What Side Effects Are Associated with Hormone Therapy?

The number and severity of side effects you may experience with hormone therapy will depend on several factors, including which option you choose, how long you remain on hormone therapy, age, stage and grade of cancer, and whether you are using other therapies, including alternative/complementary therapies.

  • Breast pain and enlargement: Also known as gynecomastia, symptoms include sensitive and/or painful nipples and/or an increase in the amount of breast tissue resulting in enlarged breasts. This side effect is associated with anti-androgen and estrogen use.
  • Cardiovascular events: Continuous estrogen therapy is associated with cardiovascular risks, including blood clots and stroke. Taking anti-clotting medication along with estrogen can reduce these risks.
  • Cholesterol level changes: Use of anti-androgens can lower high-density lipoprotein (HDL; “good”) cholesterol when combined with LH-RH treatment. In addition, LH-RH treatment alone can significantly increase triglycerides. On the positive side, LH-RH can also increase HDL levels.
  • Diarrhea and/or constipation: These side effects are associated with the use of anti-androgens.
  • Erectile dysfunction/loss of libido: Use of anti-androgens and LH-RH agonists is associated with erectile dysfunction, while LH-RH agonists can also reduce libido.
  • Fatigue: Anti-androgens, LH-RH agonists, and estrogen can all cause some degree of fatigue.
  • Hair and skin changes: Men may notice some hair growth on the head and hair loss on the rest of the body when using anti-androgens or LH-RH agonists. Dry skin can also occur after using these hormone therapies for several months.
  • Hot flashes: Whenever you reduce the level of male hormones, you run the risk of experiencing hot flashes. The frequency and severity of hot flashes varies very dramatically from one man to another.
  • Osteoporosis: Any hormone therapy that reduces the levels of male hormones can contribute to the development of osteoporosis.
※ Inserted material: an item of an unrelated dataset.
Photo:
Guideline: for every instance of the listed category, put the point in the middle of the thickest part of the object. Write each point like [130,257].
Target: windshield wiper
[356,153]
The severity of bone loss depends on several factors, including a man’s bone health before therapy began, the length of hormone therapy, other efforts a man is taking to reduce bone loss, and history of fractures.
  • Penis/scrotum shrinkage: Any reduction in male hormone levels can potentially reduce the size of the penis and scrotum.
  • Weight and/or belly fat gain: Anti-androgens and LH-RH agonists can contribute to weight gain and the accumulation of belly fat.